# finding sponsorship jobs in australia



## cornish dave (Mar 29, 2010)

hi all i was wondering if any body knows of any good websites advertising jobs in which the employer will sponsor there employees to stay in the country, as i need to find a sponsor pretty fast. 

do you have any advise/experiences in finding a job that will sponsor you. any help at all would be much appreciated thanks guys


----------



## kaz101 (Nov 29, 2007)

Hi Cornish Dave, 

Have you tried the links in the 'PLEASE READ....' post? There are a couple for sponsorship - that's all I have to suggest. 

Regards,
Karen


----------



## jewoley (Apr 11, 2010)

Hi! I've been a silent reader of this forum but never registered/commented...until now. 

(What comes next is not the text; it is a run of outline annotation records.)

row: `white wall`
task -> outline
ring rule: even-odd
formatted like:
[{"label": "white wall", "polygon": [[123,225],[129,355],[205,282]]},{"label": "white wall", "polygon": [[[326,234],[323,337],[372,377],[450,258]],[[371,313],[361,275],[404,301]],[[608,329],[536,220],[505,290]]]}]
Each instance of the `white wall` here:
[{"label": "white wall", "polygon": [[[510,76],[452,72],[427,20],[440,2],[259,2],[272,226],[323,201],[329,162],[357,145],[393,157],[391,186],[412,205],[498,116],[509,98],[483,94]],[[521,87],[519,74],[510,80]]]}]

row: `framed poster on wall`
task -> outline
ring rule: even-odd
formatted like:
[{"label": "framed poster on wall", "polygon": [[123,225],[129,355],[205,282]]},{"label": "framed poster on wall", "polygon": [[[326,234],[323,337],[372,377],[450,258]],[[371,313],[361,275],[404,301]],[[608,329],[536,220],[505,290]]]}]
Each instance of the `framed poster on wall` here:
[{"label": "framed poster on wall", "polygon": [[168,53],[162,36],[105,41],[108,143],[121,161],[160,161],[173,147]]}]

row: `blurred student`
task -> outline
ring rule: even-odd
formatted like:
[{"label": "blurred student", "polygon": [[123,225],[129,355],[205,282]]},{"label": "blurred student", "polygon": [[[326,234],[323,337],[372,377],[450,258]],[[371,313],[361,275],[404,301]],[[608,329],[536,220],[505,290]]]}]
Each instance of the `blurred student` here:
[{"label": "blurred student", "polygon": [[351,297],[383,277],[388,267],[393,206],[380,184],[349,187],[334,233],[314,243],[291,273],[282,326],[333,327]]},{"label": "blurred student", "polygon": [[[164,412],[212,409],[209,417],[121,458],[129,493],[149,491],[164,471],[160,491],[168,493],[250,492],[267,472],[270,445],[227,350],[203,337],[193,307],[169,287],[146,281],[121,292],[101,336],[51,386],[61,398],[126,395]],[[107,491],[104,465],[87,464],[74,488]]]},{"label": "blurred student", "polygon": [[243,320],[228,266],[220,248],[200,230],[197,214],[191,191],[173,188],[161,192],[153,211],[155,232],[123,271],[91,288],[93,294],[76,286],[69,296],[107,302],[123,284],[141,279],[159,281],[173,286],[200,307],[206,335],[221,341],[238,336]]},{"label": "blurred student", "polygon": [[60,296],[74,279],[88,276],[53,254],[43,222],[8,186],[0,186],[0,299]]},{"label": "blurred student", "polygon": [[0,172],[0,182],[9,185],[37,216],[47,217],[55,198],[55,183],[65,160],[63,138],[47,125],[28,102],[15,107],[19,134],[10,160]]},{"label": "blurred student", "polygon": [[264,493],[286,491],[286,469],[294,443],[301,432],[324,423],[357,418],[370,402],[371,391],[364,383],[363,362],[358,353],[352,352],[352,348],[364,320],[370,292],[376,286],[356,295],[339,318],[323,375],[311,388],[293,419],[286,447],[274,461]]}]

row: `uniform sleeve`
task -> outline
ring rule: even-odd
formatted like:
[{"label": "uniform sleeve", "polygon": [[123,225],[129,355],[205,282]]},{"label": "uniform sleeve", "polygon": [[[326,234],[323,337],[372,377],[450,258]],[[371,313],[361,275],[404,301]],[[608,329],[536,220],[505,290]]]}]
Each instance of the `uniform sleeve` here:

The removal of the MODL list caused my plans to go out the window - "wasted" my time and money getting skills assessment done and taking IELTS. My current option is to get work and apply later using Australian experience to claim some extra points.

The "Work Aus" link does not work (listed in the "Please read". Please share if there are any websites - I couldn't find any online.

I guess it depends on the job one is after. My suggestion, Cornish Dave, is to send out resumes to any jobs advertised, even if they mention that they would only hire people with work rights in Australia. That's what I'm trying to do at the moment. If you know what company or where you'd like to work, try searching for companies in that state/area and get contact details. Write to them and send them your CV even if they haven't got jobs advertised. Who knows what would happen - I'm hoping for a miracle.  I've seen it happen before - give it a go.


----------



## kaz101 (Nov 29, 2007)

jewoley said:


> The "Work Aus" link does not work (listed in the "Please read". Please share if there are any websites - I couldn't find any online.


Thanks for letting me know - I've removed the link. 

Regards,
Karen


----------